Do ginásio e do sapato

Sapato feito por Tuó não causava calo. Não sei qual o segredo, mesmo porque nunca perguntei. Pensando bem, acho que Tuó não era de conversa desnecessária. Apresentou-se, conferiu a medida do pé, marcava o dia de buscar, a cara sisuda. Já o alcancei trabalhando em casa, em uma sala, na rua nascida no oitão do cemitério, fruto de abertura feita quando Euclides mandava. No lugar dos sítios, a rua e as casas, e, em uma delas, a de Tuó, casa e tenda.

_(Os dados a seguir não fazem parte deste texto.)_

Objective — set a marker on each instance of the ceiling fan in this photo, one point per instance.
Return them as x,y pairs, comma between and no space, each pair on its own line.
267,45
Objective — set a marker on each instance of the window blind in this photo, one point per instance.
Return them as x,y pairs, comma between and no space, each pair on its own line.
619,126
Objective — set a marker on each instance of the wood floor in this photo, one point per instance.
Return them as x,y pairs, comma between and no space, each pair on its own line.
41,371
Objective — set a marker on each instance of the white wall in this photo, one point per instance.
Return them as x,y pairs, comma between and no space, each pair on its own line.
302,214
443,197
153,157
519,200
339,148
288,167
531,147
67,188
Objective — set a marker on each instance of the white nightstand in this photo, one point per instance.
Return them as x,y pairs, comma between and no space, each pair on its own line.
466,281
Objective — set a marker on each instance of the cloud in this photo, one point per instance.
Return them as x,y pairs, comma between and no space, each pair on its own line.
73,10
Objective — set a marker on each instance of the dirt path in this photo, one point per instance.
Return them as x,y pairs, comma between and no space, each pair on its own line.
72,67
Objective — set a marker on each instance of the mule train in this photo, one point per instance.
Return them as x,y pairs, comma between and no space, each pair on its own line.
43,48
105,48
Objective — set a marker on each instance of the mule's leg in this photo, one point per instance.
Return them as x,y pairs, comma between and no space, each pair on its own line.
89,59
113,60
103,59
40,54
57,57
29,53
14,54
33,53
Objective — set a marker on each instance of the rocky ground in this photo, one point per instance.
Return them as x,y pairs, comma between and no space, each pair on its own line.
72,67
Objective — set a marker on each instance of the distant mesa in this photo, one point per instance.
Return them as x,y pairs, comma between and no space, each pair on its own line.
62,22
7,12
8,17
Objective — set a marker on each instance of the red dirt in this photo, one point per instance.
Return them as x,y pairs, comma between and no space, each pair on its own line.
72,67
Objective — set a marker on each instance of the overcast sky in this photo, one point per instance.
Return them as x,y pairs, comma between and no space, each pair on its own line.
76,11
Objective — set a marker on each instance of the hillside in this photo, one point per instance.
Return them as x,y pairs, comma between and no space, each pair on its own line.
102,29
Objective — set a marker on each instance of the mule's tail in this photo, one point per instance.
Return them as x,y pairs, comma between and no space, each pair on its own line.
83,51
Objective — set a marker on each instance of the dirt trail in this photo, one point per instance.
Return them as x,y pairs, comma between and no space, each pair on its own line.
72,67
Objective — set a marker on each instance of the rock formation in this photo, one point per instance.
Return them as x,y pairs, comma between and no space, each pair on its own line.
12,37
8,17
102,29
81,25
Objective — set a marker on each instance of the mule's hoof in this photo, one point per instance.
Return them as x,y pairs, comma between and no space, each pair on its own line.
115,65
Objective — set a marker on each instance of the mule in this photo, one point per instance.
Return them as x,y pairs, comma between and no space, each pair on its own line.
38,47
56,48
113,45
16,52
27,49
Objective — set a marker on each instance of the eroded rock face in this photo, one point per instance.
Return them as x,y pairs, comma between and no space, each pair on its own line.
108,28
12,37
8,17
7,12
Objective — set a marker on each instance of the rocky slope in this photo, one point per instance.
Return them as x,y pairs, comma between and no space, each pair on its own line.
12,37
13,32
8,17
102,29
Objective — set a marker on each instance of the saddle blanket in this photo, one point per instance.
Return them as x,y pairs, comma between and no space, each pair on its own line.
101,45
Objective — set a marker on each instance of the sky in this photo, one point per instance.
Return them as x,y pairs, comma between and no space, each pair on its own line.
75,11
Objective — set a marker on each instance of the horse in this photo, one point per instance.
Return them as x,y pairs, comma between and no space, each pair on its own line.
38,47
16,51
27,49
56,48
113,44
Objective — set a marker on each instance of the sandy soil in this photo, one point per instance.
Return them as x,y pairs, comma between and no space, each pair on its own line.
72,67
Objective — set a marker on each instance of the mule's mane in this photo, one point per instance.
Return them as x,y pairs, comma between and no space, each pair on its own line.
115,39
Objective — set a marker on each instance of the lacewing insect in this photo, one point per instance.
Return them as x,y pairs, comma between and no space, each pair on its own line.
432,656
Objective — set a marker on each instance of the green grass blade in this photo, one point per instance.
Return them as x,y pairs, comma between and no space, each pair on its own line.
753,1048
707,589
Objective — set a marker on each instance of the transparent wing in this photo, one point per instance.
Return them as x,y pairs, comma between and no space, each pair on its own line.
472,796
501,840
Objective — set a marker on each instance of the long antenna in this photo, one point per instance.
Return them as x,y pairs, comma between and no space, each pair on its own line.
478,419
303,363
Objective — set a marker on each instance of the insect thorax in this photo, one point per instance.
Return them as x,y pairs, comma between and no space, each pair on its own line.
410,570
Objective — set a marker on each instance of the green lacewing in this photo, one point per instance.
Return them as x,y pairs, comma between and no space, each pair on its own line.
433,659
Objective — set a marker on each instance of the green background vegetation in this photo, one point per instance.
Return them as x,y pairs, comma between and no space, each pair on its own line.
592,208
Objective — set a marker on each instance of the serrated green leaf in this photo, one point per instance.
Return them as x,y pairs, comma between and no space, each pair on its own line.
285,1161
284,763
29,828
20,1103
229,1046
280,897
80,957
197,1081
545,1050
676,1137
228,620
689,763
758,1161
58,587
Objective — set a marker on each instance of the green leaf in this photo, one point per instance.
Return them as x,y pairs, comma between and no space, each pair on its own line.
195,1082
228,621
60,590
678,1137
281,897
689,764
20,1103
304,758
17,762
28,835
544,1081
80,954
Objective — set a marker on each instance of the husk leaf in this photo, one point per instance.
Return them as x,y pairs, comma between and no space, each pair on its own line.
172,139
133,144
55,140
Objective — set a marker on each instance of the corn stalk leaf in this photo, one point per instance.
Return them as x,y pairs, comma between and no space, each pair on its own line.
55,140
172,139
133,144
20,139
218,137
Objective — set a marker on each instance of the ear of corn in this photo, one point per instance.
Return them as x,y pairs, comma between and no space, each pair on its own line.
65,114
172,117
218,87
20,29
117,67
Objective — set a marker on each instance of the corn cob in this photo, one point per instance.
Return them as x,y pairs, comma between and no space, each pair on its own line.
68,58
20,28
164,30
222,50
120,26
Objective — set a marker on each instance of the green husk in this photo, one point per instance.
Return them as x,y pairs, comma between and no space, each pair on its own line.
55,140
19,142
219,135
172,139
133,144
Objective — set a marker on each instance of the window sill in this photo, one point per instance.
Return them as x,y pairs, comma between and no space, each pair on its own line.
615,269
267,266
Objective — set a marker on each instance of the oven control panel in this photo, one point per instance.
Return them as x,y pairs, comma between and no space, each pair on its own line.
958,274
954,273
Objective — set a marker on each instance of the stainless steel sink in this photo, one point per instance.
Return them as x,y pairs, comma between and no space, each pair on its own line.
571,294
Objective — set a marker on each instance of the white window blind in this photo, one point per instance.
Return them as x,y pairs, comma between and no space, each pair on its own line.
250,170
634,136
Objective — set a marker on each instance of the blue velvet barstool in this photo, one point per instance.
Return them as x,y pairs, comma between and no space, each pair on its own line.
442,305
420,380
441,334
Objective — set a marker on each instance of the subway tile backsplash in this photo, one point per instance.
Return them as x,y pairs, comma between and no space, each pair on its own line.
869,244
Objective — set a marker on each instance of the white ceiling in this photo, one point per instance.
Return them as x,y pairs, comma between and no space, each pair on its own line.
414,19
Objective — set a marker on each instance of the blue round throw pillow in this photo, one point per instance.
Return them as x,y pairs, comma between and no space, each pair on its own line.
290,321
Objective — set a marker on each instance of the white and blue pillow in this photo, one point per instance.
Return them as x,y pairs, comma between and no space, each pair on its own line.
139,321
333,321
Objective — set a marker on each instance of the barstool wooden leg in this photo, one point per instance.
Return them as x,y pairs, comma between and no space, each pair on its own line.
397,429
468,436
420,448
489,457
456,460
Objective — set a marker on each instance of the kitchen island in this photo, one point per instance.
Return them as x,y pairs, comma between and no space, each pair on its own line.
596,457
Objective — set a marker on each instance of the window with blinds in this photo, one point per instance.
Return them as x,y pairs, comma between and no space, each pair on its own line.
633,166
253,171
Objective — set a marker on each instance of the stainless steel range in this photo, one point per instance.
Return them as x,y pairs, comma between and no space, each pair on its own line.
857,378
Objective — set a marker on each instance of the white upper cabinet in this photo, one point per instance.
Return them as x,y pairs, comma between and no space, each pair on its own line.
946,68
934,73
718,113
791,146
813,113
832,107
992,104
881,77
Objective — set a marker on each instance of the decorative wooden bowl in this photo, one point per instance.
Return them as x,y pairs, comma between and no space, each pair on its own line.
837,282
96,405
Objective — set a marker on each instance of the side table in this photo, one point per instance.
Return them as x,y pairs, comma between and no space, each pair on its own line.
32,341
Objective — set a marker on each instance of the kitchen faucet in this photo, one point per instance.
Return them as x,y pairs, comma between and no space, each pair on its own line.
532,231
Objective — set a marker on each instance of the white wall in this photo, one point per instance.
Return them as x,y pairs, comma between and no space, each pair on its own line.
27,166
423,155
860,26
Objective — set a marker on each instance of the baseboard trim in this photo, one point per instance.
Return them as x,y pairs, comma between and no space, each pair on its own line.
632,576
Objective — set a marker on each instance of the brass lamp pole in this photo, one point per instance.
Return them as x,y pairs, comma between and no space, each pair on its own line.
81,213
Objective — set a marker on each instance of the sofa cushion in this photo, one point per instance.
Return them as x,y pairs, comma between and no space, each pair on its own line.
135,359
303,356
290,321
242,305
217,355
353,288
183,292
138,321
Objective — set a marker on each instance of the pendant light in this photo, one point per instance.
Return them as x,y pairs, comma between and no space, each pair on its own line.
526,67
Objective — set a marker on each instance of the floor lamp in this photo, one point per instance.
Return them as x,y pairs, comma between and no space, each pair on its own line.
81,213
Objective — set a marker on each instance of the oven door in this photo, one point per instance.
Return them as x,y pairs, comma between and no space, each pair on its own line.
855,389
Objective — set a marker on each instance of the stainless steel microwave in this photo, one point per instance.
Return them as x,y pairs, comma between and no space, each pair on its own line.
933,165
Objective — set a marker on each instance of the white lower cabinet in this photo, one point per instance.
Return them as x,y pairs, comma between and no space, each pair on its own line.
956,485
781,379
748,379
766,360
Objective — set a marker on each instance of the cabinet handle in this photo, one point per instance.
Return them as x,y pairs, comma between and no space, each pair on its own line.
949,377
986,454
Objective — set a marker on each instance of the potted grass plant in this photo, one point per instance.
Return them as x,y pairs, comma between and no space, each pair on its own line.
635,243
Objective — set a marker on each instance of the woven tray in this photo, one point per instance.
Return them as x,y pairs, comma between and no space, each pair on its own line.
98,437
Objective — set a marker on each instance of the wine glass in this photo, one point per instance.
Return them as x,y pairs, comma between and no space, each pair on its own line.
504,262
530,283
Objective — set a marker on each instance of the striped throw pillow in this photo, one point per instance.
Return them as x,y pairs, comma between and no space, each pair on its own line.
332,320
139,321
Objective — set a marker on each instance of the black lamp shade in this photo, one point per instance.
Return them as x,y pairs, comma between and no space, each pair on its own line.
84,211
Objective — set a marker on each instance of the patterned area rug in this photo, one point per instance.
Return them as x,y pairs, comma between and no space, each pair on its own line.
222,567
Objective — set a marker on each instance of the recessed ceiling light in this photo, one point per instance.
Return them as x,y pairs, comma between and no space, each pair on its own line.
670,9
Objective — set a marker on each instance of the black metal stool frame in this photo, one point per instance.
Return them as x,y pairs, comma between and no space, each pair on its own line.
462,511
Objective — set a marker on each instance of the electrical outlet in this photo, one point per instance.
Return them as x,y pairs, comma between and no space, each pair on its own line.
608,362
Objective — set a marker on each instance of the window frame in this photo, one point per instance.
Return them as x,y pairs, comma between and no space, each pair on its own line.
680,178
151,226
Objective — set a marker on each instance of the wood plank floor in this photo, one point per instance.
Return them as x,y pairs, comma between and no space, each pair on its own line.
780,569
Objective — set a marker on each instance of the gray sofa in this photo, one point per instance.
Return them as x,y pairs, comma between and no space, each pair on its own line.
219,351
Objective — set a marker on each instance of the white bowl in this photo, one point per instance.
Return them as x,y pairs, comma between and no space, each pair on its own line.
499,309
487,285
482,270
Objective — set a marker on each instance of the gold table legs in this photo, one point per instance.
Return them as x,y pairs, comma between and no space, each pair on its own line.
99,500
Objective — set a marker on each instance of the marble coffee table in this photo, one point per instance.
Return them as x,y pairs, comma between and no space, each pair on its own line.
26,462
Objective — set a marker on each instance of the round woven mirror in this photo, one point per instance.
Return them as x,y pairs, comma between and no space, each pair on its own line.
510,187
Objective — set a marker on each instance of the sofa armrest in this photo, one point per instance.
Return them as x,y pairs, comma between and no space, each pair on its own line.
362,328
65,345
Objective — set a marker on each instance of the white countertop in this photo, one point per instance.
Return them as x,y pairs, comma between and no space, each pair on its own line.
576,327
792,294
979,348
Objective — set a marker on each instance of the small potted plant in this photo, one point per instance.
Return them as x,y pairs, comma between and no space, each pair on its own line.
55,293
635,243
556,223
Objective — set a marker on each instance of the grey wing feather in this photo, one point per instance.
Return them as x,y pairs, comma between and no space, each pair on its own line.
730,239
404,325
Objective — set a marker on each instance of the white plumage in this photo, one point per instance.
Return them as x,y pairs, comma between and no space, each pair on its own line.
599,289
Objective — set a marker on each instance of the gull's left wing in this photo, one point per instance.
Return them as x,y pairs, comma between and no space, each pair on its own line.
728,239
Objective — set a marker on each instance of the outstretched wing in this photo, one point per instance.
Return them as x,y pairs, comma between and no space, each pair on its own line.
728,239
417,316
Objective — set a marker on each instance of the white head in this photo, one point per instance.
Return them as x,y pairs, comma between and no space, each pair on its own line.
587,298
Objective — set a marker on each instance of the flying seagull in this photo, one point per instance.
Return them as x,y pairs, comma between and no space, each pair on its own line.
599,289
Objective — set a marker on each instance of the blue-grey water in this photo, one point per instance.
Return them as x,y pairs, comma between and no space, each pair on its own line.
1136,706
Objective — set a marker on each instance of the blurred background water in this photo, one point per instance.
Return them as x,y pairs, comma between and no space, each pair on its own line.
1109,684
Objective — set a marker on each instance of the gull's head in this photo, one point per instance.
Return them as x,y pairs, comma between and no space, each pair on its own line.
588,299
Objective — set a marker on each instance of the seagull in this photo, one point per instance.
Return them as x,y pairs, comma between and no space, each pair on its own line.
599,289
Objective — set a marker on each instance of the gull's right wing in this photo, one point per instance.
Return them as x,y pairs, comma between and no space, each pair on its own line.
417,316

Numa foto, aliás, uma única, dos seis alunos da segunda série B, dezembro de 1963, o sapato, fabricação de Tuó, aparece, de borracha, couro bem preto, de cadarço. Nela, um colega de chinelo, sinal de que o regime no ginásio se marcava pela liberalidade, o que facilitava as coisas para os menos aquinhoados. O meu sapato, só usado para ir as aulas, era duradouro, entrando ano e saindo ano e ele no pé. Era calçá-lo que já ia direto para o ginásio. Não me lembro em que ano não fui mais para a escola com sapato  feito por Tuó.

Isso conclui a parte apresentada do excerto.